Christian Conti

Personal information
- Date of birth: 2 August 1987 (age 37)
- Place of birth: Rome, Italy
- Height: 1.85 m (6 ft 1 in)
- Position(s): Centre back

Team information
- Current team: Campus Eur 1960

Youth career
- Savio
- 2003–2006: Bari
- 2006: → Ascoli (loan)

Senior career*
- Years: Team / Apps / (Gls)
- 2006–2012: Bari / 0 / (0)
- 2006–2007: → Lanciano (loan) / 17 / (0)
- 2007–2008: → Pescara (loan) / 7 / (0)
- 2008: → Perugia (loan) / 0 / (0)
- 2008–2009: → Verona (loan) / 16 / (1)
- 2010–2011: → Como (loan) / 36 / (1)
- 2012: Como / 6 / (0)
- 2012–2013: Catanzaro / 12 / (0)
- 2013–2014: Casertana / 8 / (1)
- 2014–2015: Arezzo / 6 / (1)
- 2015: Virtus Francavilla / 8 / (0)
- 2015–2016: Play Eur
- 2016: Ostia Mare / 6 / (0)
- 2016–: Campus Eur 1960

International career
- 2007: Italy U-20 Lega Pro / 1 / (0)

= Christian Conti =

Italian footballer (born 1987)

Christian Conti (born 2 August 1987) is an Italian footballer who plays for Campus Eur 1960.

==Biography==
In July 2007, he failed to appear in the pre-season medical test for Bari. He then loaned to Pescara.
In July 2008, he was signed by Verona. In January 2010 he was signed by Como after "without" a club for 6 months, which Como borrowed Conti from Bari.
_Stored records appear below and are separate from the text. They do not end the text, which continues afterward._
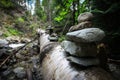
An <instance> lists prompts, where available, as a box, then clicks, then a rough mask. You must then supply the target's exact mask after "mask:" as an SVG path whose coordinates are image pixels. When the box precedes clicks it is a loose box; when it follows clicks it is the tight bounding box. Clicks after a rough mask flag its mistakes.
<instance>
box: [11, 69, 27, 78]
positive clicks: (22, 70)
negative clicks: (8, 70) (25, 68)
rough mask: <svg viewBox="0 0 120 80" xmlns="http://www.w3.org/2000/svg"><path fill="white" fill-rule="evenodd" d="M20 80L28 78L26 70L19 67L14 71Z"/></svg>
mask: <svg viewBox="0 0 120 80" xmlns="http://www.w3.org/2000/svg"><path fill="white" fill-rule="evenodd" d="M13 72H14V73H15V74H16V76H17V77H18V78H24V77H25V76H26V72H25V69H24V68H23V67H17V68H15V69H14V70H13Z"/></svg>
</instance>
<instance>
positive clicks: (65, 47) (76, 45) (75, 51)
mask: <svg viewBox="0 0 120 80" xmlns="http://www.w3.org/2000/svg"><path fill="white" fill-rule="evenodd" d="M61 46H62V48H63V49H64V50H65V51H66V52H69V53H70V54H71V55H76V56H78V55H77V52H79V53H81V47H80V46H77V45H76V44H75V43H74V42H71V41H63V42H62V43H61ZM79 53H78V54H79Z"/></svg>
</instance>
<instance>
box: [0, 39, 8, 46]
mask: <svg viewBox="0 0 120 80" xmlns="http://www.w3.org/2000/svg"><path fill="white" fill-rule="evenodd" d="M8 43H9V42H8V41H7V40H5V39H0V47H1V46H4V45H7V44H8Z"/></svg>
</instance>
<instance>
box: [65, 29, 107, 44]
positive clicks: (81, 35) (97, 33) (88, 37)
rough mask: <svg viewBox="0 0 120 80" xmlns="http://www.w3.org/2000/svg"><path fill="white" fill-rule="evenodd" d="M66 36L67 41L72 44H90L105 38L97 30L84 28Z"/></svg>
mask: <svg viewBox="0 0 120 80" xmlns="http://www.w3.org/2000/svg"><path fill="white" fill-rule="evenodd" d="M66 36H67V40H70V41H73V42H82V43H90V42H98V41H101V40H102V39H103V38H104V37H105V33H104V31H103V30H101V29H99V28H85V29H82V30H78V31H74V32H68V33H67V34H66Z"/></svg>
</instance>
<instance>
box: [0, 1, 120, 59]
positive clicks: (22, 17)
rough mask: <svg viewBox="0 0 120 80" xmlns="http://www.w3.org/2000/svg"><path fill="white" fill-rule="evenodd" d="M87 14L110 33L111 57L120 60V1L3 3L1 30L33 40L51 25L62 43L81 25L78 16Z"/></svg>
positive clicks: (108, 47)
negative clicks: (68, 33)
mask: <svg viewBox="0 0 120 80" xmlns="http://www.w3.org/2000/svg"><path fill="white" fill-rule="evenodd" d="M33 3H34V4H33ZM33 5H34V6H33ZM87 11H88V12H92V13H93V14H94V15H95V17H94V19H93V22H94V26H93V27H98V28H101V29H103V30H104V31H105V33H106V37H105V39H104V40H103V42H104V43H105V44H106V45H107V47H108V50H109V51H108V52H109V53H110V54H112V55H109V57H111V58H115V59H119V57H120V1H119V0H0V28H1V30H2V32H4V33H3V37H8V36H12V35H18V36H23V35H24V36H29V37H32V36H34V35H35V32H36V31H35V30H36V29H37V28H42V29H47V27H48V26H51V27H52V28H53V31H54V32H55V33H57V34H58V35H59V37H60V38H59V41H62V40H64V38H65V37H64V35H65V34H66V32H68V29H69V28H70V27H71V26H72V25H75V24H77V17H78V15H79V14H80V13H83V12H87Z"/></svg>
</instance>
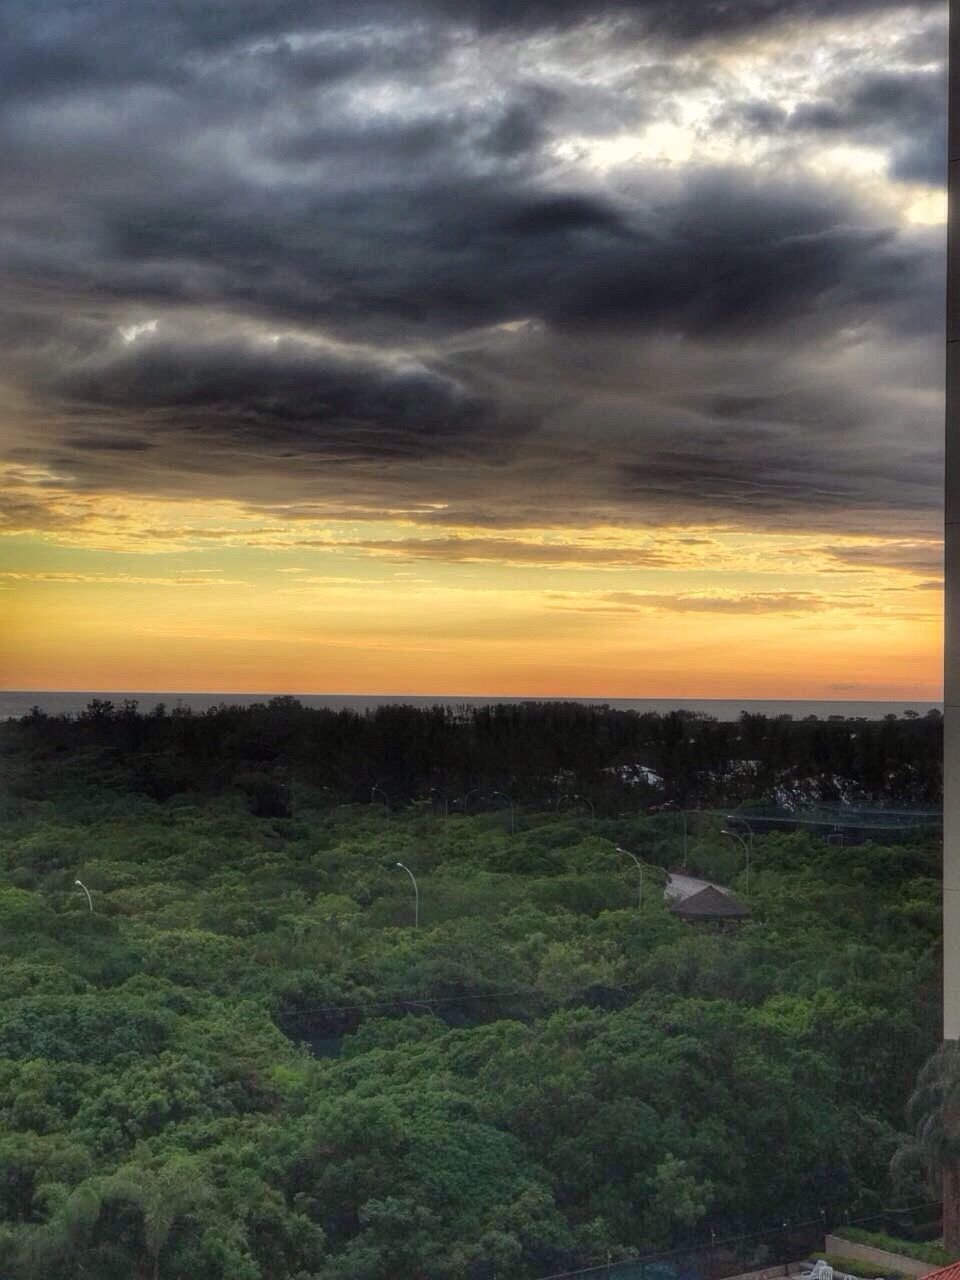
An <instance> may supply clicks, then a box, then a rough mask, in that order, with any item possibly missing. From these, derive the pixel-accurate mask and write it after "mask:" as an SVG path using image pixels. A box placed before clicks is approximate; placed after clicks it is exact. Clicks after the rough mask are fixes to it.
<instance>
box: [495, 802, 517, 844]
mask: <svg viewBox="0 0 960 1280" xmlns="http://www.w3.org/2000/svg"><path fill="white" fill-rule="evenodd" d="M497 796H499V797H500V800H506V801H507V804H508V805H509V833H511V836H515V835H516V832H517V822H516V817H515V805H513V799H512V796H508V795H507V792H506V791H494V794H493V797H494V800H495V799H497Z"/></svg>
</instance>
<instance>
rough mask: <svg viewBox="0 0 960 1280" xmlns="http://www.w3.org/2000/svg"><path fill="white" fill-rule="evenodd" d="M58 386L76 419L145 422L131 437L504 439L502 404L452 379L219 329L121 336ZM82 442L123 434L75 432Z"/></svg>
mask: <svg viewBox="0 0 960 1280" xmlns="http://www.w3.org/2000/svg"><path fill="white" fill-rule="evenodd" d="M49 393H50V396H51V397H52V398H55V401H56V402H58V403H59V404H60V406H61V407H68V408H69V412H70V416H72V419H73V420H74V421H76V420H78V419H84V417H86V419H88V420H91V421H96V422H102V421H106V422H113V424H115V425H116V426H118V428H119V426H123V425H128V426H129V428H132V429H133V428H138V429H140V430H141V431H143V430H146V433H147V438H146V439H143V438H142V436H136V438H134V439H133V440H132V442H131V443H129V444H128V445H127V447H129V448H133V449H143V448H150V447H151V445H157V444H166V445H170V444H172V443H173V444H174V445H175V447H177V445H178V447H179V448H183V449H209V448H211V447H212V448H215V447H218V445H227V447H229V448H232V449H234V451H239V452H246V453H248V454H250V456H251V458H252V457H253V456H255V454H256V452H257V451H260V449H264V448H268V449H270V451H273V452H275V453H276V454H279V456H282V457H287V458H289V460H291V461H296V460H297V458H298V457H302V458H305V460H307V461H311V462H316V461H319V460H325V461H328V462H349V461H364V460H371V458H372V460H376V461H384V462H388V461H390V460H394V458H402V457H406V458H410V457H420V456H424V454H429V453H431V452H433V451H434V449H436V448H445V449H447V451H448V452H451V453H456V452H458V451H461V449H466V451H468V449H470V444H471V440H472V442H475V443H476V444H481V443H483V445H484V447H486V448H494V447H495V440H497V434H498V421H497V412H495V408H494V407H493V406H489V404H484V403H483V401H481V399H480V398H479V397H476V396H474V394H471V393H470V392H467V390H466V389H465V388H463V387H461V385H458V384H457V383H456V381H454V380H453V379H452V378H449V376H443V375H440V374H436V372H433V371H431V370H429V369H426V367H424V366H422V365H421V366H417V365H413V364H412V362H406V364H398V362H394V364H390V362H388V361H385V360H381V361H375V360H371V358H362V357H356V356H351V355H349V353H347V355H344V353H342V352H335V351H329V349H323V348H317V347H315V346H312V344H310V343H306V342H300V340H294V339H280V340H276V342H270V343H265V342H262V340H260V342H253V340H243V339H239V338H233V339H223V340H210V339H205V338H202V337H196V335H192V337H183V335H173V337H172V338H168V337H166V335H165V334H164V333H163V332H160V333H156V334H148V335H145V337H140V338H137V339H136V340H133V342H129V343H125V344H123V346H118V344H114V346H113V347H111V348H110V349H109V351H108V352H105V353H104V355H101V356H99V357H95V358H90V360H87V361H84V362H82V364H81V365H78V366H77V367H74V369H72V370H69V371H68V372H65V374H63V375H61V376H59V378H58V379H56V380H55V381H54V383H51V385H50V388H49ZM65 443H67V444H68V447H72V448H73V449H79V451H91V449H93V451H110V449H116V448H118V447H123V445H118V436H116V435H111V436H104V435H79V436H77V435H74V436H72V438H69V439H68V440H67V442H65Z"/></svg>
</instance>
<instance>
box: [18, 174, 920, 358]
mask: <svg viewBox="0 0 960 1280" xmlns="http://www.w3.org/2000/svg"><path fill="white" fill-rule="evenodd" d="M659 186H660V182H659V180H658V179H657V178H653V177H652V179H650V184H649V189H646V188H645V187H644V184H643V183H641V184H640V189H636V191H632V192H628V193H626V195H625V196H622V197H621V198H620V200H609V198H600V197H595V196H586V195H579V193H573V192H571V193H557V195H539V193H538V192H536V189H535V186H534V184H520V183H517V182H515V180H508V179H502V178H497V179H485V178H484V179H474V180H470V179H467V178H463V179H462V180H461V182H458V183H456V184H452V183H449V182H444V183H438V182H433V183H430V182H425V183H424V184H422V186H420V187H419V188H416V189H415V191H413V192H408V191H396V189H387V191H367V192H365V193H364V195H362V196H358V195H357V196H355V195H348V196H342V197H332V198H326V197H324V196H323V195H319V196H317V195H314V193H310V195H307V196H302V195H301V193H300V192H294V193H291V197H289V200H287V201H284V200H283V197H280V198H279V200H276V198H266V197H262V198H261V197H260V196H259V195H256V193H253V192H242V191H237V192H236V193H234V195H236V200H233V201H230V202H229V204H228V205H225V206H224V205H215V204H214V201H212V198H210V200H207V198H206V197H204V198H200V200H197V198H195V201H193V204H192V205H191V204H189V201H188V200H183V201H182V202H180V204H179V205H172V204H169V202H168V200H166V198H165V197H163V196H160V197H159V198H157V200H156V201H155V202H152V204H150V205H146V204H143V202H138V204H137V205H131V204H128V202H124V201H119V202H118V204H116V206H115V207H111V209H108V210H104V212H102V215H101V224H100V225H101V234H100V242H99V243H97V244H96V246H91V251H90V252H91V256H92V260H93V262H95V269H91V262H90V260H88V261H87V264H84V265H83V266H79V268H78V265H77V264H76V261H74V257H73V253H72V246H70V244H67V246H63V248H60V247H59V246H58V244H47V246H45V247H44V250H42V253H44V259H45V261H44V264H42V266H41V264H38V262H36V261H35V262H33V269H37V270H41V269H42V270H47V271H51V273H52V274H54V275H55V276H56V278H59V279H61V280H63V283H64V284H79V283H86V285H87V289H88V291H95V289H99V291H100V292H101V297H102V298H127V300H129V301H136V300H138V301H142V302H143V305H147V306H148V305H150V303H178V305H184V303H204V305H207V306H242V307H244V308H247V310H251V311H259V312H260V314H262V315H265V316H271V317H274V319H276V317H279V319H288V320H289V319H300V320H302V321H314V323H320V324H323V325H325V326H332V328H333V329H335V330H339V332H340V333H342V334H344V335H351V337H355V338H364V337H367V338H374V339H378V338H379V339H380V340H384V339H396V338H397V337H398V334H401V333H407V334H410V333H412V332H416V330H422V332H425V333H433V334H434V335H436V334H443V333H445V332H451V330H461V329H468V328H476V326H483V325H495V324H502V323H506V321H513V320H517V319H530V317H532V319H539V320H543V321H545V323H547V324H549V325H552V326H556V328H559V329H571V330H582V329H605V330H611V332H612V330H620V332H623V333H628V332H631V330H635V332H675V333H681V334H695V335H705V337H713V338H721V337H723V335H724V334H742V333H751V332H756V330H763V332H765V333H769V332H771V329H780V328H790V329H792V330H796V332H804V333H809V332H810V330H819V332H827V330H829V329H833V328H837V326H841V325H845V324H851V323H859V321H861V320H863V319H865V317H867V316H868V314H869V315H870V316H872V317H873V319H874V320H877V319H882V317H886V319H887V320H888V321H890V323H892V324H895V325H897V326H899V328H908V329H913V330H918V329H920V330H932V329H934V328H936V326H937V325H938V324H940V312H938V293H937V288H938V285H937V271H938V261H940V260H938V244H937V243H936V242H934V241H933V239H932V238H929V237H923V236H906V234H904V233H897V232H893V230H892V229H884V228H882V227H877V225H870V224H869V223H865V221H861V220H860V219H861V215H859V214H858V212H856V211H855V209H852V207H851V206H849V205H845V204H844V202H842V201H838V200H837V198H836V196H835V195H833V193H829V192H827V191H826V189H822V188H820V189H818V188H815V187H813V186H809V184H806V186H804V184H794V186H790V184H781V183H776V182H768V183H760V182H758V180H756V179H755V178H751V177H750V175H748V174H744V173H737V172H730V173H717V174H699V175H696V177H694V178H692V179H690V180H687V182H685V183H682V184H681V187H680V189H673V191H667V192H664V191H658V187H659ZM29 266H31V265H29V262H24V264H23V265H22V270H23V271H27V270H29ZM91 276H92V278H91Z"/></svg>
In October 2015, Conti joined Virtus Francavilla but left the club two months later and joined Italian club Play Eur. In mid-October 2018, Conti returned to Campus Eur for the third time. At the end of February 2016, he then moved to Serie D club Ostia Mare. In December 2016, he returned Play Eur. The club later merged with Campus Eur and was named Campus Eur 1960 in August 2018. As of March 2019, Conti still played for Campus Eur 1960.

===International career===
Conti played for Italy U20 Serie C against Wales Semi-Professional team, which won 4–2. He represented Serie C1/B that losing to Serie C1/A representative team in the annual under-21 trophy.